Uno scenario catastrofico che ha ripercussioni dirette sulla vita dell’uomo, visto che tutta questa plastica, risalendo la catena alimentare, raggiunge i nostri pasti.
Un’emergenza ambientale che ha spinto l’Unep ha lanciare la campagna CleanSeas. L’iniziativa è partita dall’Indonesia dove a Bali è in corso l’ Economist World Ocean Summit. Si tratta di una campagna mondiale con la quale l’agenzia Onu “Chiede ai governi di adottare delle misure di riduzione della plastica, interpella le industrie perché minimizzino gli imballaggi plastici e ripensino il design dei prodotti e invita i consumatori a cambiare le loro abitudini usa e getta, prima che i nostri oceani ne siano danneggiati in maniera irreversibile”.
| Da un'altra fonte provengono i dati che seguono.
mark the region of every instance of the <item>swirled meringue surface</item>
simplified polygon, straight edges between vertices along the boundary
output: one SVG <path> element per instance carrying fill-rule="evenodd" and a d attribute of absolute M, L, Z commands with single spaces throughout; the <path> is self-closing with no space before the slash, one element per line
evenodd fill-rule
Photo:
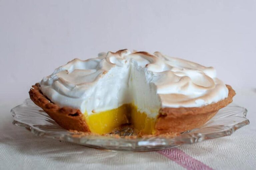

Il problema è l’efficacia di queste campagne che in definitiva hanno un obiettivo di sensibilizzazione ma, come è ovvio che sia, non vincolano nessun Governo ad azioni concrete. Per il momento hanno aderito solo 10 Paesi (Belgio, Costa Rica, Francia, Grenada, Indonesia, Norvegia, Panama, Saint Lucia, Sierra Leone e Uruguay) ognuno dei quali, attraverso i propri rappresentanti alla conferenza di Bali, si è impegnato a eliminare lo sversamento di plastiche in mare.
L’Indonesia ad esempio si è impegnata a ridurre la presenza di rifiuti plastici nell’oceano del 70% entro il 2025, mentre il ministro dell’ecologia, sviluppo sostenibile ed energia francese, Ségolène Royal, ha dichiarato: «Sono felice di annunciare che ho firmato una accordo per sostenere finanziariamente questa Agenzia per lottare contro questa minaccia mondiale nel quadro di una coalizione internazionale contro i sacchetti di plastica e l’inquinamento da plastica».
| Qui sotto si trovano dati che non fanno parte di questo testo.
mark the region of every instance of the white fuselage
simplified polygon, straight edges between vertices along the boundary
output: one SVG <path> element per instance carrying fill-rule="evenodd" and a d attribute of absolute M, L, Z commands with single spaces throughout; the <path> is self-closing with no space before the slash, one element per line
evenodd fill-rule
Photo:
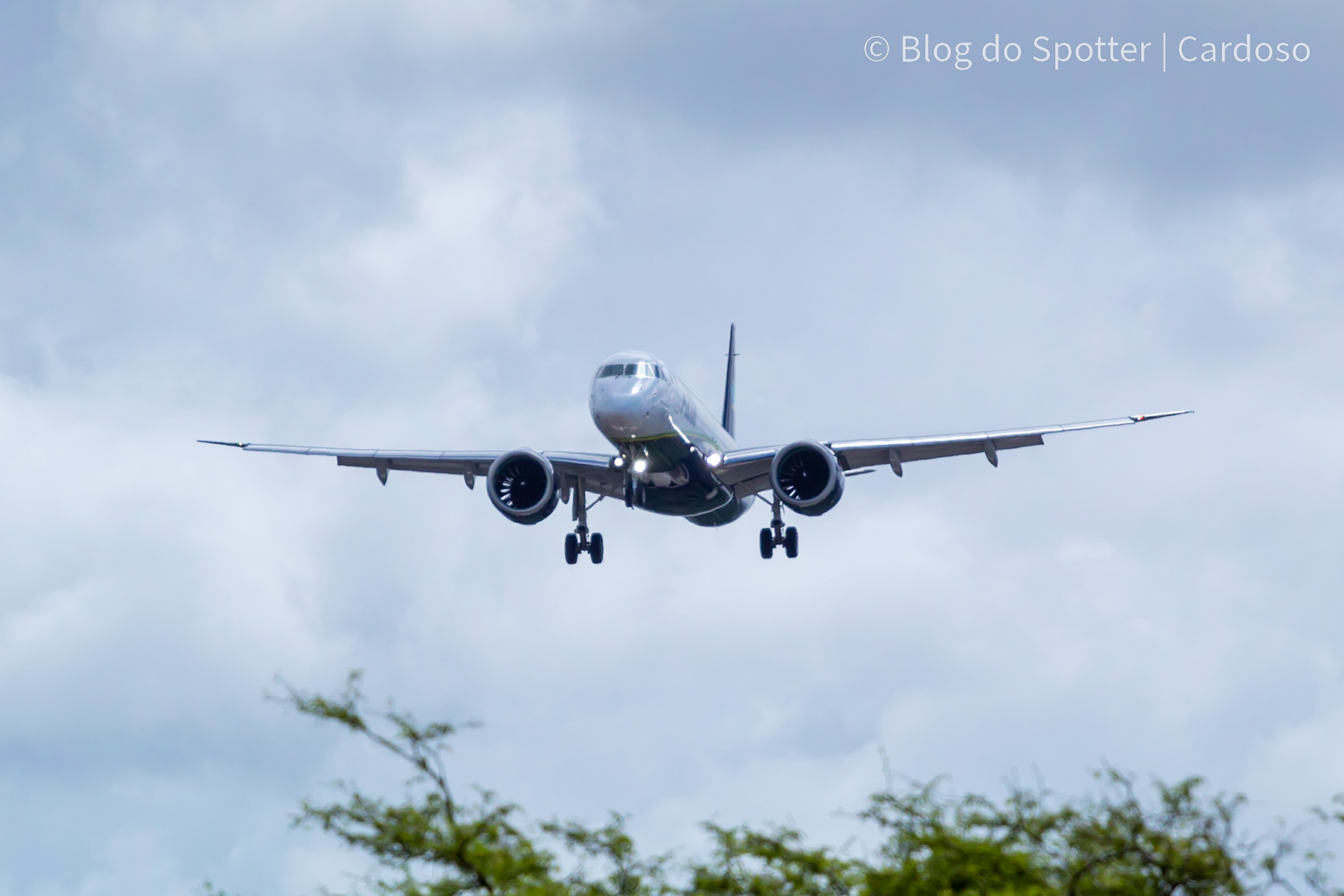
<path fill-rule="evenodd" d="M 621 453 L 633 502 L 700 525 L 730 523 L 751 505 L 714 476 L 737 442 L 718 418 L 645 352 L 621 352 L 593 377 L 589 410 L 598 431 Z"/>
In cosa si tradurrà concretamente questa soddisfazione lo vedremo nei prossimi mesi quando, si spera, altri Paesi aderiranno alla campagna mondiale. Quello che è certo è che il processo di inquinamento va bloccato subito. Sempre secondo l’Unep: «Oggi, produciamo 20 volte più plastica che negli anni ‘60. Circa un terzo di tutte le plastiche è utilizzata negli imballaggi. Entro il 2050, la nostra produzione di plastica sarà aumentata da tre a 4 volte per poter rispondere alla nostra richiesta. Una parte importante di questa produzione finirà negli oceani dove rimarrà per secoli».